En Sıcak Konular

Bahçeli'den Baykal'a zor soru

14 Ağustos 2007 22:07 tsi
Baykal'ın "MHP'nin Meclis'e girme kararıyla" ilgili eleştirilerine Devlet Bahçeli, Ortadoğu Gazetesi'nden yanıt verdi. Bahçeli, Baykal'a çok kritik bir soru sordu.

"Meclis'e girmemenin nasıl sonuç doğurduğunu hep birlikte yaşadık. Şimdi de girmeyelim deniliyor. O zaman Sayın Baykal'a sormak isterim. Girmeyip, seçimi yapılamaz hale getirmemiz halinde bir sonraki hamlemiz ne olacak? Bu konuda bir öngörünüz, bir planınız var mı? Belirsizlik ve kriz üzerinden siyaset yapmanın tarafı olamayız."

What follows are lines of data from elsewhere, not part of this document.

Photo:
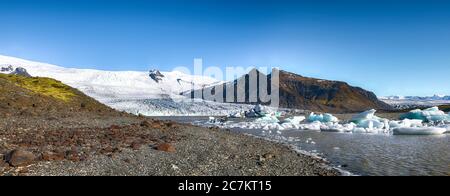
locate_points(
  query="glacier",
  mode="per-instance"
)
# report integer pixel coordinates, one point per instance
(432, 114)
(365, 122)
(322, 117)
(132, 91)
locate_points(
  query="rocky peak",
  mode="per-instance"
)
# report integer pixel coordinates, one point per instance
(9, 69)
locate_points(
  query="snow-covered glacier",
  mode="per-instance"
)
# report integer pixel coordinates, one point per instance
(132, 91)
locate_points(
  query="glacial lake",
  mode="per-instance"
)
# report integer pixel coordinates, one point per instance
(365, 154)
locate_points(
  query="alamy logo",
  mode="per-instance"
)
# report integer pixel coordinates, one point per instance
(240, 85)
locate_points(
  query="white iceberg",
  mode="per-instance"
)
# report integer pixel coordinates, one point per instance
(406, 123)
(428, 115)
(419, 131)
(367, 115)
(267, 119)
(322, 118)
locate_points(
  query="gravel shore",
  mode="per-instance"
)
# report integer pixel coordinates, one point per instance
(128, 146)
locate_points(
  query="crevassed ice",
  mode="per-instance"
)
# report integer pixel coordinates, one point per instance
(365, 122)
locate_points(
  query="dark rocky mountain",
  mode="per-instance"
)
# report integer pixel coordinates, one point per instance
(156, 75)
(307, 93)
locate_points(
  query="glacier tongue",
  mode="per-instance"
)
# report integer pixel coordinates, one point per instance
(130, 91)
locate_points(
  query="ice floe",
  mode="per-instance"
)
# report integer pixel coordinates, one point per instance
(419, 131)
(322, 118)
(428, 115)
(365, 122)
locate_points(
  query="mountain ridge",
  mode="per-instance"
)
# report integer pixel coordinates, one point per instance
(299, 92)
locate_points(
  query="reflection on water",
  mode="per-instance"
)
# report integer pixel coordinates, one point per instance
(371, 154)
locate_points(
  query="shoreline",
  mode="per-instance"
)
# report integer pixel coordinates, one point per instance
(191, 151)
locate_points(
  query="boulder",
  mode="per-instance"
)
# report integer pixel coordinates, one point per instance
(19, 158)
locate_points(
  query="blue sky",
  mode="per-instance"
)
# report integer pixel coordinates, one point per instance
(389, 47)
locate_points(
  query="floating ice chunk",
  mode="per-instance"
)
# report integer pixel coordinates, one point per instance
(322, 117)
(267, 119)
(338, 127)
(367, 115)
(419, 131)
(237, 115)
(428, 115)
(296, 120)
(314, 126)
(372, 124)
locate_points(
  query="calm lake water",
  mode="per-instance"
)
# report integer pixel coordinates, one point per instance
(367, 154)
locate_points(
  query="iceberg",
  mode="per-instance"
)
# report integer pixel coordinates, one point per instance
(369, 121)
(406, 123)
(419, 131)
(322, 118)
(268, 119)
(428, 115)
(367, 115)
(338, 127)
(295, 120)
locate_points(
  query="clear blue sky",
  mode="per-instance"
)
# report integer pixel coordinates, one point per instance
(389, 47)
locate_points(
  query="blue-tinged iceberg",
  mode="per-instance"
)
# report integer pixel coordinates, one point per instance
(325, 118)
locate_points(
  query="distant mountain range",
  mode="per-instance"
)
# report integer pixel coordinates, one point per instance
(310, 94)
(409, 102)
(154, 93)
(418, 98)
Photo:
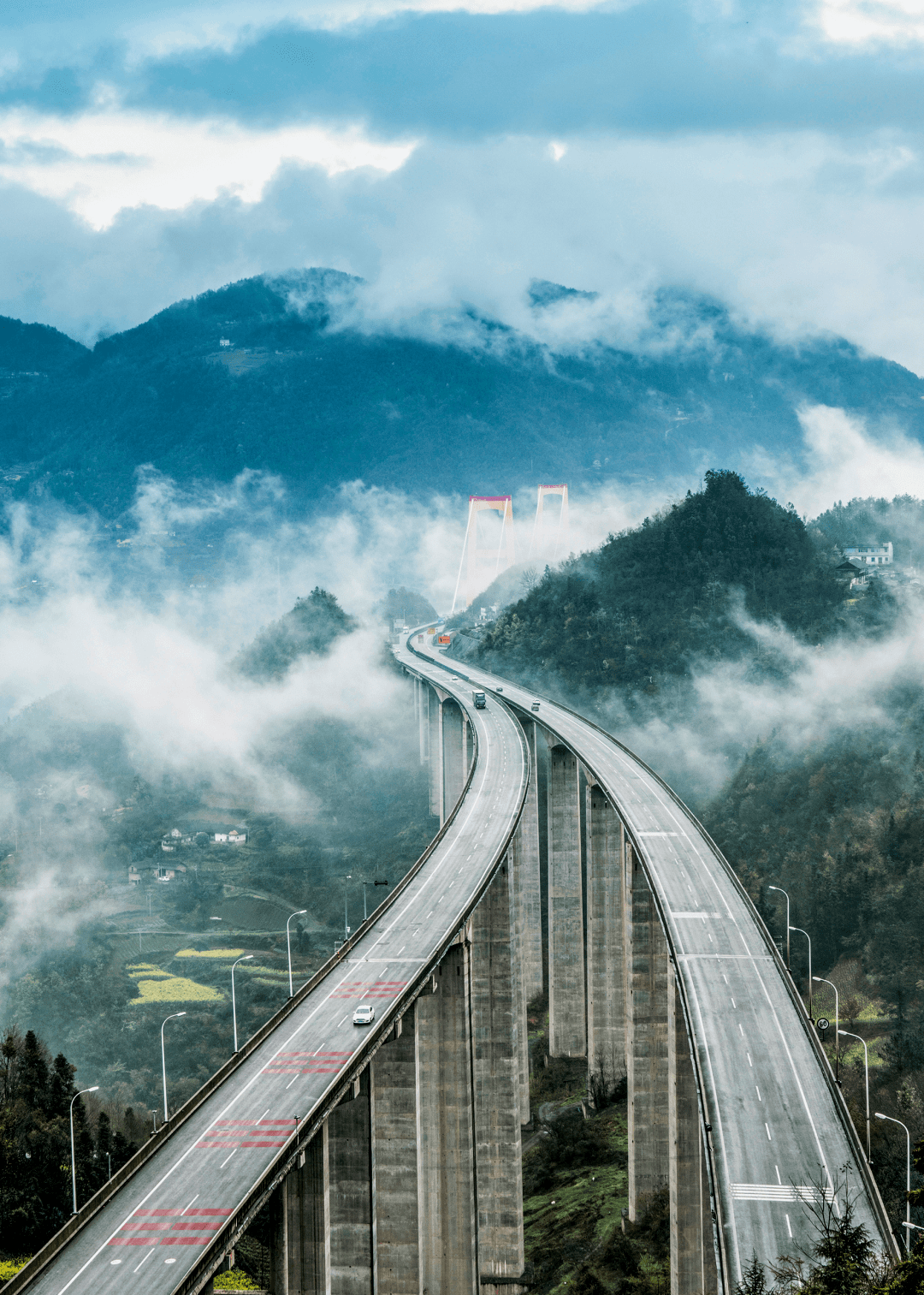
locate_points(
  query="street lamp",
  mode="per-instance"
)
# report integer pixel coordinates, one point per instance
(787, 921)
(163, 1063)
(908, 1202)
(289, 947)
(346, 918)
(822, 981)
(247, 957)
(96, 1090)
(866, 1063)
(809, 939)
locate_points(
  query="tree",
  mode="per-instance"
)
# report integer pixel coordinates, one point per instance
(754, 1279)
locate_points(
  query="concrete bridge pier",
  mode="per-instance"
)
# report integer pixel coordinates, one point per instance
(454, 754)
(422, 714)
(520, 1024)
(446, 1133)
(396, 1267)
(434, 750)
(567, 1017)
(350, 1193)
(606, 939)
(496, 1066)
(693, 1257)
(646, 981)
(525, 881)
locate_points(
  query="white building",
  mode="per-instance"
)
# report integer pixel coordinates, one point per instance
(874, 555)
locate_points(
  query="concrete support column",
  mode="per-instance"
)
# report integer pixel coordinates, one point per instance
(453, 754)
(446, 1161)
(693, 1259)
(497, 1115)
(567, 1024)
(307, 1221)
(350, 1196)
(422, 712)
(646, 971)
(527, 888)
(606, 952)
(434, 751)
(278, 1241)
(519, 1000)
(395, 1198)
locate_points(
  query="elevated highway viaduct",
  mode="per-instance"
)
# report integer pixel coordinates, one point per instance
(388, 1158)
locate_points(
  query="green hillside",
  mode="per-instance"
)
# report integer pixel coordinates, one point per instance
(653, 603)
(305, 389)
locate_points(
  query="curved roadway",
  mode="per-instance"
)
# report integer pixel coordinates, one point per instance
(157, 1229)
(779, 1128)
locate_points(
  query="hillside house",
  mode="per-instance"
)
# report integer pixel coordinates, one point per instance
(870, 555)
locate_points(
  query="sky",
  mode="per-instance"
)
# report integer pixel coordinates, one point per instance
(765, 153)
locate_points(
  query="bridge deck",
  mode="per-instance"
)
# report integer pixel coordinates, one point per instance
(777, 1130)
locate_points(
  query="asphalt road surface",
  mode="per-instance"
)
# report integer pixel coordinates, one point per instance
(777, 1133)
(159, 1224)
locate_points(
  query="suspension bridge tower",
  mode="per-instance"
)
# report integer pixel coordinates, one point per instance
(479, 561)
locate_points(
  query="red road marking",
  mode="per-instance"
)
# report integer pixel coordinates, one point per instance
(209, 1223)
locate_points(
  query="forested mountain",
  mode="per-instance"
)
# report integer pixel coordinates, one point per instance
(35, 1171)
(302, 393)
(832, 813)
(308, 630)
(653, 601)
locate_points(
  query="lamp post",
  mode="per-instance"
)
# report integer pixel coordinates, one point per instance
(809, 939)
(908, 1203)
(96, 1090)
(787, 921)
(866, 1065)
(289, 947)
(838, 1025)
(247, 957)
(346, 918)
(163, 1063)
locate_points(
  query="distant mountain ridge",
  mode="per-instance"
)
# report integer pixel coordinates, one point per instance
(302, 394)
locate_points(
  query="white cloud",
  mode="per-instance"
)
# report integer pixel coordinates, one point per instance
(103, 161)
(841, 461)
(870, 22)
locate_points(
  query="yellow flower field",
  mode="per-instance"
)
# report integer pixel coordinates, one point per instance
(209, 953)
(158, 986)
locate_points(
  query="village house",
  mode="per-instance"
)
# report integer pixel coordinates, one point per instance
(871, 555)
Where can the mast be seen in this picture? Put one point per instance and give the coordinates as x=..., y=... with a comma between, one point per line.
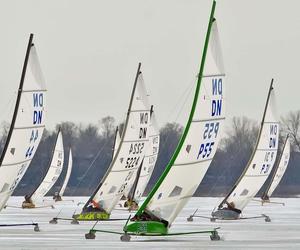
x=113, y=148
x=65, y=182
x=185, y=132
x=121, y=141
x=136, y=181
x=49, y=164
x=264, y=195
x=255, y=148
x=20, y=89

Ortadoğu Gazetesi'nde yayınlanan Bahçeli'nin sözleri şöyle:

"MHP seçim günü mecliste olacaktır. Meclis Başkanlığı seçimde olduğu gibi Cumhurbaşkanlığı seçiminde de kendi adayımızı çıkaracağız ve ona oy vereceğiz. Bir krizin ve gerginliğin tarafı olmayacağız. Çoğunluğu elinde bulunduran parti AKP'dir. Kimi ve ne şekilde seçtireceği kendi bilecekleri iştir. Sorumluluk tamamen kendilerine aittir.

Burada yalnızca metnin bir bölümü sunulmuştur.